Для визуализации in vivo обезболивать мышь и излагать в текстовом протоколе. Подтвердите отсутствие реакции на щепотку носа в анестезированной мыши и поместите мышь в стереотаксисный аппарат с доступом к носовому конусу. Используйте черную ленту, чтобы прочно прикрепить заднюю лапу к куску черной бумаги на областях, как проксимальных, так и дистальных в области интереса, убедившись, что подошвенной поверхности лапы беспрепятственно и лицом к цели.

Поместите щедрое количество воды на основе смазки на подошве поверхности лапы. Прикоснитесь к цели смазки, чтобы создать столб жидкости между лапой и целью. Используйте FITC возбуждение света, чтобы сосредоточиться на кожный слой лапы, подтверждая, что тандем тусклый томат помечены фибробласты могут быть визуализированы.

Изображение области клеток, расположенных чуть ниже подошвеной поверхности задней лапы с помощью обоих лазеров. Приобрети 15-минутный промежуток времени от 5 до 10 срезов при примерно одном микрометре на срез, чтобы установить базовое представление окружающей среды. Когда базовая визуализация была получена, загрузите 25 микролитровый стеклянный шприц Гамильтона с пятью микрограммами конъюгированных липополисахаридов FITC, или LPS, на 20 микролитров PBS.

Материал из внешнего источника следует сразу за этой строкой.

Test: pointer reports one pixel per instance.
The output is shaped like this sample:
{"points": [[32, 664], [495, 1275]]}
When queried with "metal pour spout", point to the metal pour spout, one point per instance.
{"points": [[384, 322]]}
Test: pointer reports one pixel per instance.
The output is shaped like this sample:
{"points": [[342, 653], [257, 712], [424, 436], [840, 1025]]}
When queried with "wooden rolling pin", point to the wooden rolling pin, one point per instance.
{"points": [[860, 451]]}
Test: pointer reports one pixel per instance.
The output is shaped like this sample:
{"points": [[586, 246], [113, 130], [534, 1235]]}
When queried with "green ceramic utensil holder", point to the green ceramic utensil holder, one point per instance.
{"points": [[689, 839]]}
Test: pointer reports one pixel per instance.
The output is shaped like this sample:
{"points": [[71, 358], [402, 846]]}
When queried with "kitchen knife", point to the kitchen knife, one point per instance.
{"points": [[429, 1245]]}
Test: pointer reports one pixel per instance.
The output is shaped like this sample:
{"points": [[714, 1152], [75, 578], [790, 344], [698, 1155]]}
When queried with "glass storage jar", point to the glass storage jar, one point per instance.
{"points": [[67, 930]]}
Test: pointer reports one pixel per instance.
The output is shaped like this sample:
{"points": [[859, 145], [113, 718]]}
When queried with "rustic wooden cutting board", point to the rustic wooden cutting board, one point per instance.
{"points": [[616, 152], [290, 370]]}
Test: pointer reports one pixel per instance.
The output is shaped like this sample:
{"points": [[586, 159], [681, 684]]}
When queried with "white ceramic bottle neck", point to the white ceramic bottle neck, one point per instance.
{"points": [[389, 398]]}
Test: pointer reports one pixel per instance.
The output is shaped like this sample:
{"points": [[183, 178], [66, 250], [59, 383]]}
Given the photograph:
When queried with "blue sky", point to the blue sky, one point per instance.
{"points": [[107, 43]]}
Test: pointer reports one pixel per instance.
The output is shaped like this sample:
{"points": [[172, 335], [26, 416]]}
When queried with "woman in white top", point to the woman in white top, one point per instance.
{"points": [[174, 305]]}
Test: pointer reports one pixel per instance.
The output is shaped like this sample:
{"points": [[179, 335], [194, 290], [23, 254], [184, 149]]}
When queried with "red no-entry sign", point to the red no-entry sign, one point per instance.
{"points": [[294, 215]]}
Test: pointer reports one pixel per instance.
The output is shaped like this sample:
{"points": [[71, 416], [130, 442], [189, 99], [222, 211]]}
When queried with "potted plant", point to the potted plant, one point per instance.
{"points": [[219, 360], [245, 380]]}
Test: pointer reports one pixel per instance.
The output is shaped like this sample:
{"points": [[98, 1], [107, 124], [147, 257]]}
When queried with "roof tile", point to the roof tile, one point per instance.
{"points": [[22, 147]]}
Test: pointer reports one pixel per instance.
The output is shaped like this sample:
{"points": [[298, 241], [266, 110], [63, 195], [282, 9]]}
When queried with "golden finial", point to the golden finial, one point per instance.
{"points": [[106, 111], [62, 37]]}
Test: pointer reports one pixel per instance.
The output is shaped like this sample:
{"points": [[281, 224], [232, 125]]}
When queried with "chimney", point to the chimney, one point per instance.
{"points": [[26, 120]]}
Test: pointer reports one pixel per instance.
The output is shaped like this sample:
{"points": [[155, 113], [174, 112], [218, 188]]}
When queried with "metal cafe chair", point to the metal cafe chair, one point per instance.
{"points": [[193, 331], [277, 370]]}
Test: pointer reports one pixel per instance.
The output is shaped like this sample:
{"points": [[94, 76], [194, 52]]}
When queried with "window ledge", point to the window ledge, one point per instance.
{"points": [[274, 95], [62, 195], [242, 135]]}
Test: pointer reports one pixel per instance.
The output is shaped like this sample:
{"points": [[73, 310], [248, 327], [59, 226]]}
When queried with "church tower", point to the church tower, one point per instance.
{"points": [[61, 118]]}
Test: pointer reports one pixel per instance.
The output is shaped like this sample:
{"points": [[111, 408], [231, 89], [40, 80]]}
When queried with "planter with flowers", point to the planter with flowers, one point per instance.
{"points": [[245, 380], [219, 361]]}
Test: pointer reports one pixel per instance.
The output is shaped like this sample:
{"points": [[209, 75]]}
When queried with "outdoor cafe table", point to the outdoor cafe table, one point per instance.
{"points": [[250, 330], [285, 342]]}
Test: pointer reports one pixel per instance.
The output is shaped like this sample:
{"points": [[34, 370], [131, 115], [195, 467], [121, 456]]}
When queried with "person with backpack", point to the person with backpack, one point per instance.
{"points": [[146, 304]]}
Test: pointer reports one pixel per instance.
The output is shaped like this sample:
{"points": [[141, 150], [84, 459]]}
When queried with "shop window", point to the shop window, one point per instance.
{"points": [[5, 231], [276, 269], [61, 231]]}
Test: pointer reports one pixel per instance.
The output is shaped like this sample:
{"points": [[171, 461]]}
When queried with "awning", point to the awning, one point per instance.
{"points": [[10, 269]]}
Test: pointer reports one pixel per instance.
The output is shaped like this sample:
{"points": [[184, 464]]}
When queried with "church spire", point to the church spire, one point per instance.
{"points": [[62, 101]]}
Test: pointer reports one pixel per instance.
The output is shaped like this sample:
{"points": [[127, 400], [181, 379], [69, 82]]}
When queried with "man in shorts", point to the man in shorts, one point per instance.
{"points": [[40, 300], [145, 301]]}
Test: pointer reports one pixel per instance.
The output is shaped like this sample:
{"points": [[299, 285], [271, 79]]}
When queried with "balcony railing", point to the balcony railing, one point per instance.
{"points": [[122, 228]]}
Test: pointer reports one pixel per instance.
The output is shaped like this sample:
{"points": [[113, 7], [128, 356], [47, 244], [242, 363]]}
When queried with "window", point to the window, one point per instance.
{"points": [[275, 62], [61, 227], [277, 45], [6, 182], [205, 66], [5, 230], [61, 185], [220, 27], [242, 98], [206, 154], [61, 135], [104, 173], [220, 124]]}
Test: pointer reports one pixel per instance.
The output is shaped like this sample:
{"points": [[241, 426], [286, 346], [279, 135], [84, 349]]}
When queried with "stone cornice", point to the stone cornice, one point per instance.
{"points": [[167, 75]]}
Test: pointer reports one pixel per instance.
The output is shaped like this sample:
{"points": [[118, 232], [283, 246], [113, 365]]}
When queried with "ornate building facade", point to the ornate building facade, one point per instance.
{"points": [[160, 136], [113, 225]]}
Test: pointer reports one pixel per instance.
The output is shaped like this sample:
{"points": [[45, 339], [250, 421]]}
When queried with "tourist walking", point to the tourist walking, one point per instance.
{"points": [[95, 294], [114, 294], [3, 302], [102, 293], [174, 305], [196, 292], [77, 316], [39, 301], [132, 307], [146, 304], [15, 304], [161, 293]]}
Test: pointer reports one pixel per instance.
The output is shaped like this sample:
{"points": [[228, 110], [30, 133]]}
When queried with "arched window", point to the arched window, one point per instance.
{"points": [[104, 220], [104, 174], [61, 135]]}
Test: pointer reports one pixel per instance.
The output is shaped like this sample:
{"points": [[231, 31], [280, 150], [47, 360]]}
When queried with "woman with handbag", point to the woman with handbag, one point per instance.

Администрирование раствора путем внутриплантационной инъекции в экспериментальную заднюю лапу, не нарушая положение лапы. Затем изображение области клеток, расположенных чуть ниже подошвеной поверхности задней лапы с помощью обоих лазеров. Приобрети промежуток времени от 60 до 120 минут, около 5-10 срезов при примерно одном микрометре на срез, чтобы определить интраплантарный поглощение клетки LPS FITC.

Поскольку нет присущей флуоресценции клеток в дермальный слой, множество клеток в дермальный слой задней лапы можно наблюдать принимая флуоресцентно помечены LPS после внутриплантационной инъекции в дикий тип мыши. После инъекции LPS FITC, только фибробласт конкретных белков один положительный фибробласты, выражают платные, как рецептор четыре связывают и поглощения вводили белок с высоким уровнем совместной локализации с тандемом димер томат теги, выраженные этими клетками. В отличие от этого, мышей, которые имеют потери, как рецептор четыре выбил из всего тела не связывают и поглощения LPS после инъекции.

Действительно, силуэты клеток видны после инъекции LPS FITC, указывающей на то, что препарат дисперсии в интерстициальной жидкости вокруг клеток, но на самом деле не связаны рецептором. Самое главное помнить в этом протоколе, чтобы убедиться, что лапа обездвижена так, что Есть никаких искажений в видео из-за движения или дыхания. Используя эту процедуру, набор флуоресцентно помеченных клеток в область после травмы и морфологические изменения в реакции клетки на стимул с течением времени могут быть отслеированы.

Таким образом, 2-фотонные изображения позволяют исследователям объединить генетических мышей-репортеров и флуоресцентно помеченных соединений, чтобы оценить, что происходит в живом животном после инъекции.